His contention seems to be that these so-called victims are merely seeking attention or compensation for their perceived mistreatments or at the very least making a lot of noise while seeking a sympathetic ear. He is not having any of that. His perception appears to be that people need to just forget about what has happened to them regardless of the circumstances they found themselves to be in, lest it become an entrenched ideology.
In effect, he is telling them that their reality is not acceptable, at least in his eyes, as an experience that society should be sensitive to or they should expect any compensation for.
Regarding the use of city parks, “We have to find a balance between the needs of the marginalized and the rights of the taxpayers (Anderson).” Rights of taxpayers? Not rights of all citizens regardless of their ability to pay?
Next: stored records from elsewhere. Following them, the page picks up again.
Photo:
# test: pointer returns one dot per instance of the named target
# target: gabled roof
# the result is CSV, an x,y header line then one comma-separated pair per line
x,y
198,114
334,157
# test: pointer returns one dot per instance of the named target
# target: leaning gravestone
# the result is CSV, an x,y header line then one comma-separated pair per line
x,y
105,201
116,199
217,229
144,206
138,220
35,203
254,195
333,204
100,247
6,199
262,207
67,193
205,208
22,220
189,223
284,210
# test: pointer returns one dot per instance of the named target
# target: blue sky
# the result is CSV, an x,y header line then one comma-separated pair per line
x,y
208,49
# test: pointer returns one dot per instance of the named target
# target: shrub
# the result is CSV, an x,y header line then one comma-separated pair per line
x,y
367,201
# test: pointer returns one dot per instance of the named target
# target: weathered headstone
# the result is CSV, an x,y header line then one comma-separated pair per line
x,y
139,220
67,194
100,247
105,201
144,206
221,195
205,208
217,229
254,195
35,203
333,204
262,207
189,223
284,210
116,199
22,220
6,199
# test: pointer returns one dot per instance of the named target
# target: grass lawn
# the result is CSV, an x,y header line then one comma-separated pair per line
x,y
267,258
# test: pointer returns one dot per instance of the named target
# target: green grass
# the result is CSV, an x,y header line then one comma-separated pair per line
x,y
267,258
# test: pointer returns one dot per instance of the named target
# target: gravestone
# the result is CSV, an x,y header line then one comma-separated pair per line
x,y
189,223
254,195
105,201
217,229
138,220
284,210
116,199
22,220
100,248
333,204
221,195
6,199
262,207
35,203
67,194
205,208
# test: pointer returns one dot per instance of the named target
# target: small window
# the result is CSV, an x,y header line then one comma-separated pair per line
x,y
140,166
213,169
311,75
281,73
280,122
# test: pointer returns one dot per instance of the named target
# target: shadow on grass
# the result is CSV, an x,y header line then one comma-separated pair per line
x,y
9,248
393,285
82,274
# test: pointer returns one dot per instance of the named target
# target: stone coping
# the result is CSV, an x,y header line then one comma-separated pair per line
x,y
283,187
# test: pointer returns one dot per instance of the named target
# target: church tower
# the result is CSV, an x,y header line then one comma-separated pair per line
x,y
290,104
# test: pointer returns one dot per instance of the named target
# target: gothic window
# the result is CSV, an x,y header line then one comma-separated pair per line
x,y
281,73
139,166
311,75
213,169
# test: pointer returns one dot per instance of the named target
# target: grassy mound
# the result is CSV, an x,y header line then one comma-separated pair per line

There are many in our society who for one reason or another cannot pay taxes, as well as many who are wealthy enough to hide their money so that they do not pay taxes. This differentiation between the marginalized and the taxpayers reveals deep ideological and political divisions that only serve to drive wedges between people. In my opinion, it’s right up there with the “they should just get over it” mentality.
Expecting the benefit, pleasure and use of a public park space to accrue only to those who pay taxes is disingenuous at best.
Meanwhile, Anderson does appear to be suggesting that there is one kind of acceptable victim — people who pay taxes. Does that make them elites? A special interest group? A subgroup? Is this the mind set he brings to council? Is he an exclusionist?
The list is long of people who legitimately do not pay taxes. Is he suggesting we ignore their right to participate in public spaces?